Nelayan Hilang di Gorontalo Utara (1)

Personil dari Ditpolairud Polda Gorontalo, Basarnas Gorontalo Pos Sar Kwandang dan Tim SAR Gabungan saat melakukan pencarian terhadap 4 nelayan yang dilaporkan hilang sejak Jum’at (16/7/2021). (foto:istimewa)

Hulondalo.id – Hilangnya 4 nelayan atau Anak Buah Kapal (ABK) saat melaut di Gorontalo Utara, berawal dari salah seorang ABK yang hendak menguras air dari perahu kecil (ayuda), yang biasa digunakan untuk mengatur jaring ikan saat dilepas dari kapal besar.

Danpal KP XXIX-200-1/Sumalata, Aipda Ahmad Giante mengatakan, Jumat (16/7/2021) sekitar pukul 08.10 wita, salah seorang ABK MINA MARITIM-138, Samsul Basurapa menguras iar diperahu kecil (Ayuda).

Kemudian rekannya, Febri Kohangia melompat dari kapal, bermaksud menolong Samsul, untuk menguras air perahu tersebut. Saat itu gelombang tinggi disertai angin kencang mulai menghantam perahu kecil.

“Bersamaan dengan itu, KM MINA MARITIM-138 mengalami kerusakan hidrolik yang menyebabkan setir/kemudi kapal tidak bisa dibelokkan,” kata Ahmad.

Melihat itu, 2 ABK lainya masing-masing, Iswandi Paputungan dan Harun Basurapa, melompat dari kapal untuk memberikan pelampung/life jacket kepada dua rekannya.

Saat hidrolik kapal sudah bisa digunakan setelah diperbaiki, Nahkoda Adhan Datuwela, memutar balik kapal untuk menghampiri 4 ABKnya yang masih dilaut. Namun sayang, ke 4 ABK tersebut, sudah tidak ketahui lagi posisinya.

4 nelayan yang dilaporkan hilang di Gorontalo Utara.

Gelombang tinggi dan hujan lebat disertai angin kencang membuat jarak pandang sangat terbatas.

“Menurut keterangan nahkoda kapal, hanya 3 orang ABK menggunakan pelampung/life jacket,” ujar Ahmad.

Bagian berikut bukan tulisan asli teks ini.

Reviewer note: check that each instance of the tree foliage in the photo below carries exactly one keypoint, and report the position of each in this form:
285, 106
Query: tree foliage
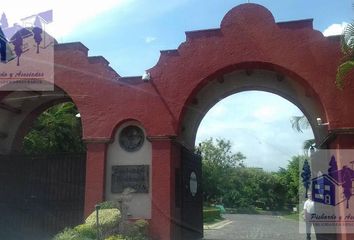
347, 43
226, 179
56, 130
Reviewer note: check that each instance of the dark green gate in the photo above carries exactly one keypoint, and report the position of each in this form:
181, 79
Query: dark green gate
40, 195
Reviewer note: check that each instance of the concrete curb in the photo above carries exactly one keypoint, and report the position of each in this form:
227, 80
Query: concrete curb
217, 225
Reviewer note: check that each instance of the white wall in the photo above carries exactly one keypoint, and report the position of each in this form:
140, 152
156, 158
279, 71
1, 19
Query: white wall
140, 205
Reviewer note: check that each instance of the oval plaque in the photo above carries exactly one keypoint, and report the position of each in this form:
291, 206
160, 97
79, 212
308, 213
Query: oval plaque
193, 184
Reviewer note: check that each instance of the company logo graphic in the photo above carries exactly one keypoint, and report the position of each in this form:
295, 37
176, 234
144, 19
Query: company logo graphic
26, 54
329, 176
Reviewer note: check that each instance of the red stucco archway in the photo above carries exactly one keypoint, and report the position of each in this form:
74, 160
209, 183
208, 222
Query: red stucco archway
248, 39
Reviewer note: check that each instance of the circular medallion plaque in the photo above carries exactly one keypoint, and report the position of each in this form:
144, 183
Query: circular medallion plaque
131, 138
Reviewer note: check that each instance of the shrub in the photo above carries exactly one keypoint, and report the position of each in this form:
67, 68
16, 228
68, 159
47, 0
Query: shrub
86, 231
108, 218
138, 230
81, 232
67, 234
211, 214
116, 237
109, 205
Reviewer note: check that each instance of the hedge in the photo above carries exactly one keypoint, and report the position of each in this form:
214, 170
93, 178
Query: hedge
210, 214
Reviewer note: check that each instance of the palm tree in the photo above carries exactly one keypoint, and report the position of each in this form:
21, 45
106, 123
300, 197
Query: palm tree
347, 43
56, 130
300, 123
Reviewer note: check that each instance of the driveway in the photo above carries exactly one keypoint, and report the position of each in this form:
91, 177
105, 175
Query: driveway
255, 227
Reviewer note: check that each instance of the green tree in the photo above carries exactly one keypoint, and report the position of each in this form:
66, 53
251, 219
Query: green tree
347, 43
218, 161
290, 177
56, 130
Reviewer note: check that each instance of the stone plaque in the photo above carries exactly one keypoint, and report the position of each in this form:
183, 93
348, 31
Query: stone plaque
130, 176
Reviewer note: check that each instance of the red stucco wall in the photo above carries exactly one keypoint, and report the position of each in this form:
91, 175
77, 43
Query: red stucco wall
248, 38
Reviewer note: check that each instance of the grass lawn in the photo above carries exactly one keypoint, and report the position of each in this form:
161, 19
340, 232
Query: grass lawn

Sementara itu, Ditpolairud Polda Gorontalo, Basarnas Gorontalo Pos Sar Kwandang dan Tim SAR gabungan lainya, sudah melakukan pencarian sejak Jumat sore kemarin. Pencarian dihentikan sementara mengingat waktu dan kondisi cuaca yang tidak bersahabat, dan direncanakan akan dilanjutkan pagi ini.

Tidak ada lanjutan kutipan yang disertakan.